In 1995, the first film based on the 2000 AD character Judge Dredd was unleashed onto movie goers, much like the black plague was unleashed onto Europe in the 14th century. To say that it was a complete train wreck would be insulting to train wrecks. The plot was a confusing mish-mash, the direction was bad, and even star Sylvester Stallone, who is actually a huge fan of the character, thought that it sucked. Judge Dredd spends half the movie without his helmet on, when his face has never been seen in the comics due to him supposed to be the personification of the faceless police state. The movie missed the point about as hard as it possibly could.
When it was announced they were making a new Judge Dredd movie, this time titled only Dredd, I was skeptical. Why should this new one be any better? But as information started to trickle out about it, my interest was piqued. Karl Urban, who is best known as playing Dr. McCoy in the 2010 Star Strek film, was cast as Dredd. They confirmed the helmet would never come off. At the very least, it at least looked like it "got" what the comics were about.
Then the first pictures of Urban in costume were released. I was... less than thrilled. The suit took on a more realistic, riot gear look, but the helmet remained the same.
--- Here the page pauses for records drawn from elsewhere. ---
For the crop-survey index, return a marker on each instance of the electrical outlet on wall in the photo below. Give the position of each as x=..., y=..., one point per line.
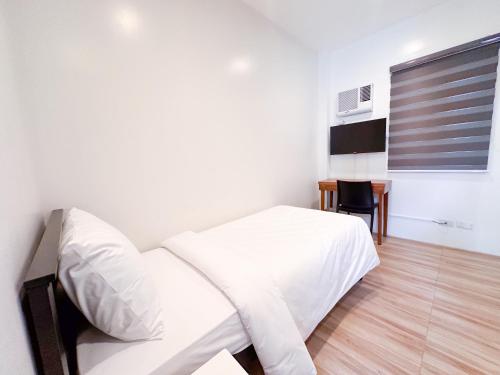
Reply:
x=465, y=225
x=444, y=222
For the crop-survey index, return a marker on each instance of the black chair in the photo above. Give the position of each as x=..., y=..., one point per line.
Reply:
x=356, y=197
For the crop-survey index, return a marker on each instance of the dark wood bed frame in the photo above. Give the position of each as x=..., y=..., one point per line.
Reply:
x=52, y=319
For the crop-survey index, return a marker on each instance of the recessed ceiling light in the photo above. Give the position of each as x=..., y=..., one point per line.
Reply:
x=127, y=20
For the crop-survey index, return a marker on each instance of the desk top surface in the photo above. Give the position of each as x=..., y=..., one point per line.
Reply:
x=377, y=181
x=381, y=185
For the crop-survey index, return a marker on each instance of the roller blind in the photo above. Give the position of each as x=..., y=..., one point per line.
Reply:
x=441, y=109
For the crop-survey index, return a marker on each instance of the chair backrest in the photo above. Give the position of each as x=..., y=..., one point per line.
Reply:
x=355, y=193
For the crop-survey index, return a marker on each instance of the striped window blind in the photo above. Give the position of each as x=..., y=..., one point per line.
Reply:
x=441, y=109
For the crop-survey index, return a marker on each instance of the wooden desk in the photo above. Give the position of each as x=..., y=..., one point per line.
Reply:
x=380, y=187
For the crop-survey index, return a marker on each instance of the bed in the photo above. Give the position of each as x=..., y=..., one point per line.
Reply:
x=314, y=257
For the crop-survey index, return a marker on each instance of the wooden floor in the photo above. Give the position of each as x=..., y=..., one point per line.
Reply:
x=425, y=310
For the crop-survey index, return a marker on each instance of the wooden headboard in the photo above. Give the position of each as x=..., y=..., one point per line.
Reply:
x=52, y=319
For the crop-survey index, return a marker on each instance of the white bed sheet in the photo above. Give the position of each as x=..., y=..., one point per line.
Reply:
x=315, y=257
x=199, y=323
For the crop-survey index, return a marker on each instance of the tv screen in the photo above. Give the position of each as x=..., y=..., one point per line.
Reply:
x=357, y=138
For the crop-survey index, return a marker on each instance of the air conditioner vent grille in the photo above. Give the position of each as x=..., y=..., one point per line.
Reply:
x=348, y=100
x=366, y=93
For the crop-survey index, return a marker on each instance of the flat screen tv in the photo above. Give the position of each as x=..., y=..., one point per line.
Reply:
x=357, y=138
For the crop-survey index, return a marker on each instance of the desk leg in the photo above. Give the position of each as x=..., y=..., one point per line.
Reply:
x=386, y=212
x=379, y=217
The problem with this is, with no shoulder pads to offset it, it makes the wearer look more like Judge Bobble-Hedd than Judge Dredd. The trailer, just released today, does not fill me with confidence either.
The movie certainly looks more cohesive than the previous outting, but it also looks incredibly cheap. It seems to mostly take place in a single building, as Dredd and his rookie partner, Judge Anderson (Olivia Thirlby) working their way up level by level to take down drug dealing crime lord Madeline "Ma-Ma" Madrigal (Lena Headey). The drug she's dealing, slow mo, looks to be nothing more than a reason to have slow motion, Matrix-esque action scenes. The shots inside the building look like they just filmed them in the first run down warehouse they came across. The shots of Mega City One look different from the comics, but I do like it. It looks like a gritty, post-apocalyptic place that's terrible to live.
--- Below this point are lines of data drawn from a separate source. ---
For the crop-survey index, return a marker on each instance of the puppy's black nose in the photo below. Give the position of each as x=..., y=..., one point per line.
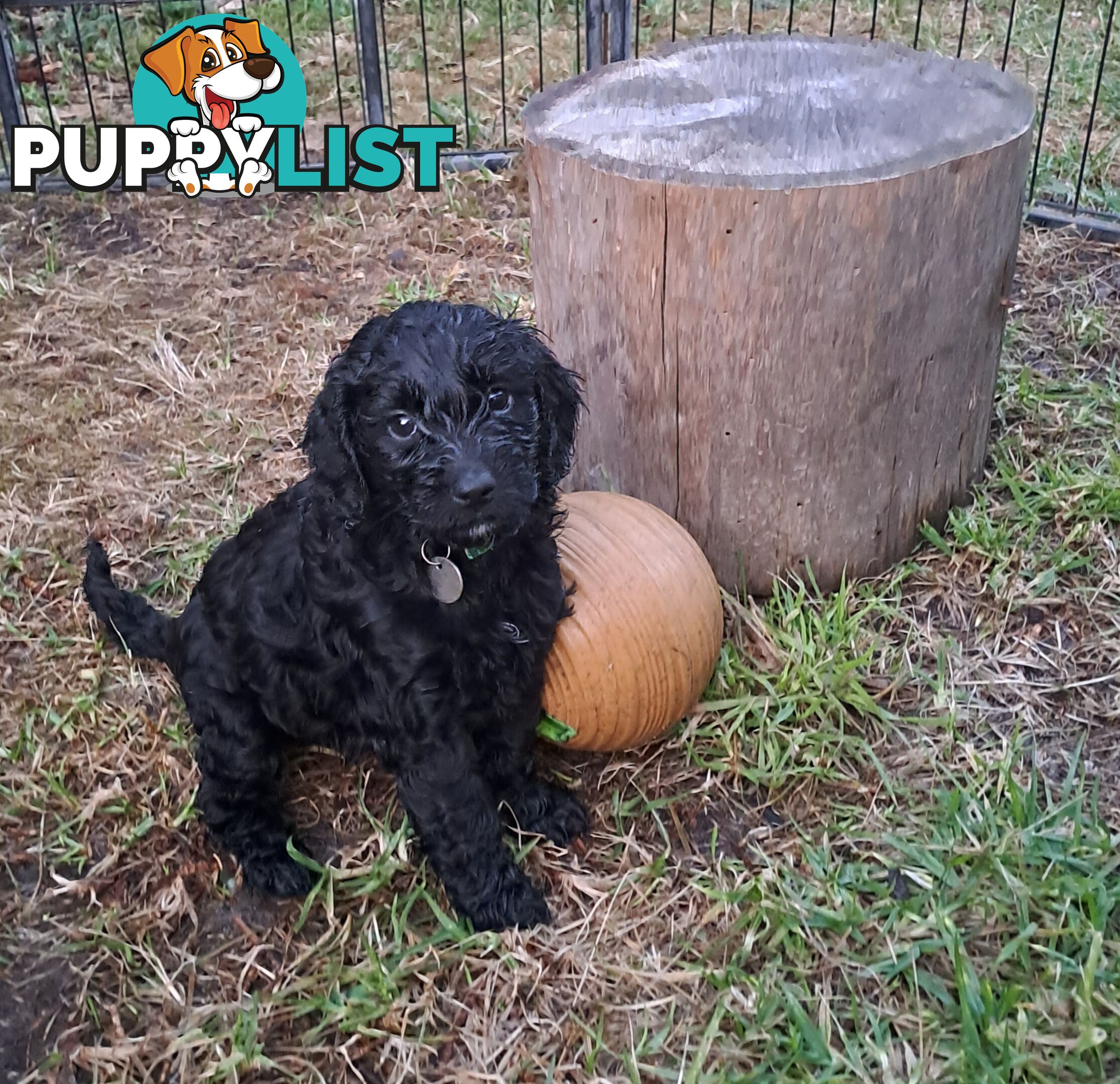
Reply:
x=473, y=484
x=260, y=68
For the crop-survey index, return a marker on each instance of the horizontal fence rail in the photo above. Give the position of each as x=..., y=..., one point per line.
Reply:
x=474, y=64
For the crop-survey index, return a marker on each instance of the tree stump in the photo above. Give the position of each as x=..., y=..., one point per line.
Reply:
x=782, y=265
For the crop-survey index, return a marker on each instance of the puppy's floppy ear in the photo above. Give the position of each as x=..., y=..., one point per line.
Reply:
x=558, y=405
x=248, y=32
x=168, y=61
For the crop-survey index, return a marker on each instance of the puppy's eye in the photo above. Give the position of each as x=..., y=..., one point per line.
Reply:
x=500, y=401
x=403, y=427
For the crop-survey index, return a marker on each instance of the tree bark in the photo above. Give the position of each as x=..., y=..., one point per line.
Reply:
x=794, y=351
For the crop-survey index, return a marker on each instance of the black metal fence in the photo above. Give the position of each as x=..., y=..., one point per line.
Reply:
x=474, y=63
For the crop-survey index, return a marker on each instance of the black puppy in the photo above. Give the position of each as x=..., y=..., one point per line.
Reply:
x=436, y=447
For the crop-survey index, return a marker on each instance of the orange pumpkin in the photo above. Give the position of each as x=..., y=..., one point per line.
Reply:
x=647, y=623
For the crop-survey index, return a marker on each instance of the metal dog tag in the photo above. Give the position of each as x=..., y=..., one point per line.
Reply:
x=446, y=579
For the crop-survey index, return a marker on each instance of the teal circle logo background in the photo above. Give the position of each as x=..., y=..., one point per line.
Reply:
x=153, y=103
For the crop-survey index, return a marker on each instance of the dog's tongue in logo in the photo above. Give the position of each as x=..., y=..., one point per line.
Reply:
x=221, y=109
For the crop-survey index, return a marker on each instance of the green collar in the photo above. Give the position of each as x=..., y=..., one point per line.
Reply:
x=473, y=551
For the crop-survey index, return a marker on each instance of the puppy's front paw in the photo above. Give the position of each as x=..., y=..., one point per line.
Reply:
x=253, y=174
x=185, y=174
x=549, y=811
x=513, y=902
x=276, y=874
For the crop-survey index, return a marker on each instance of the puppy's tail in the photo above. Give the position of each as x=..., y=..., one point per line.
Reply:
x=132, y=623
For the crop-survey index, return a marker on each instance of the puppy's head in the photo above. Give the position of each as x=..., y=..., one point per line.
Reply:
x=215, y=68
x=454, y=418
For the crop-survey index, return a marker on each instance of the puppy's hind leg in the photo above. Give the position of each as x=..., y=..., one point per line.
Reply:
x=454, y=815
x=241, y=762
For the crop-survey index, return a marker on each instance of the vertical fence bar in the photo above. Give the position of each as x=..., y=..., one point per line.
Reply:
x=43, y=74
x=385, y=53
x=292, y=43
x=540, y=49
x=370, y=61
x=501, y=46
x=619, y=30
x=463, y=64
x=1050, y=83
x=595, y=18
x=424, y=47
x=334, y=53
x=1092, y=111
x=607, y=32
x=579, y=61
x=1007, y=41
x=125, y=52
x=9, y=85
x=85, y=71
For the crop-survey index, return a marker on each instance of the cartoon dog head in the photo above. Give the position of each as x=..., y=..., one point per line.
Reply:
x=216, y=68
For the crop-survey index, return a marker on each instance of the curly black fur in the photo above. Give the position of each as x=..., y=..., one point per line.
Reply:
x=316, y=624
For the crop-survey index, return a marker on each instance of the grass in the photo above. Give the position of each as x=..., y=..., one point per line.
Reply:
x=500, y=82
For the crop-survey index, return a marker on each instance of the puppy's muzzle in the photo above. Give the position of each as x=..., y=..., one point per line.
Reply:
x=260, y=68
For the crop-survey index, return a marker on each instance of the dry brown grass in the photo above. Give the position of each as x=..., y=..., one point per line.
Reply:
x=158, y=357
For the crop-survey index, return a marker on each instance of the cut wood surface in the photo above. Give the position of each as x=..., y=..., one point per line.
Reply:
x=782, y=267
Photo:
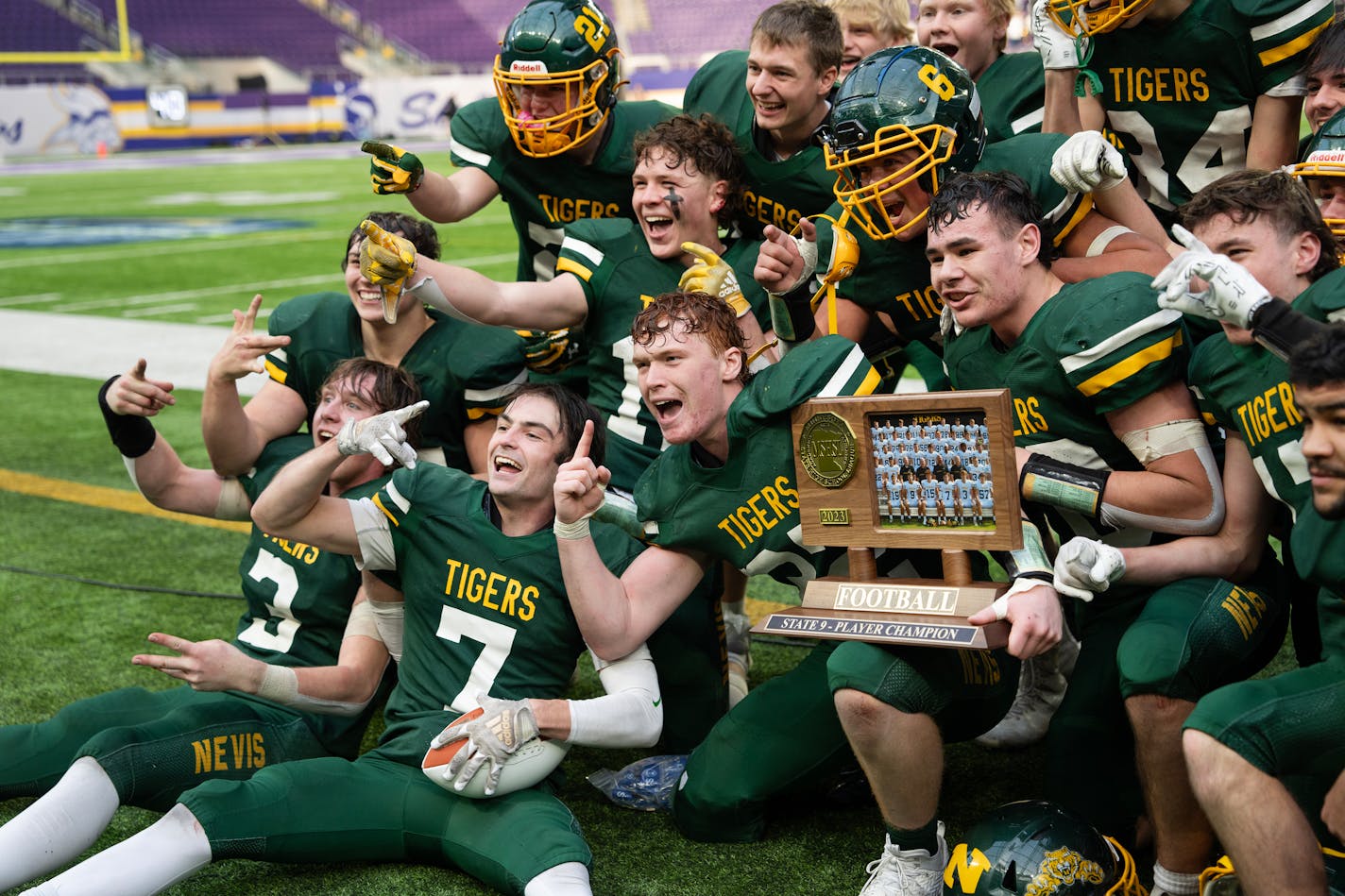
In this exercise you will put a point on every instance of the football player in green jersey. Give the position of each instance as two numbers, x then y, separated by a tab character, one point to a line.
1110	443
775	97
1224	613
1244	743
145	748
554	143
974	34
868	25
485	624
685	190
903	123
1224	95
310	334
All in all, I don't think that the film looks bad. Just cheap. Really, really cheap. That doesn't surprise me, though, as the 1995 movie bombed, and bombed hard, so even producing this one is a risk. That being said, I still wish that they would have gone a bit higher budget than they seem to have here. The director, Pete Traviss, is also mostly unproven here, only having a few other films under his belt. I'll still be seeing, and reviewing, the film, but I'm going to be remaining skeptical about the quality of the film until then.
Dredd hits theaters September 21st, 2012.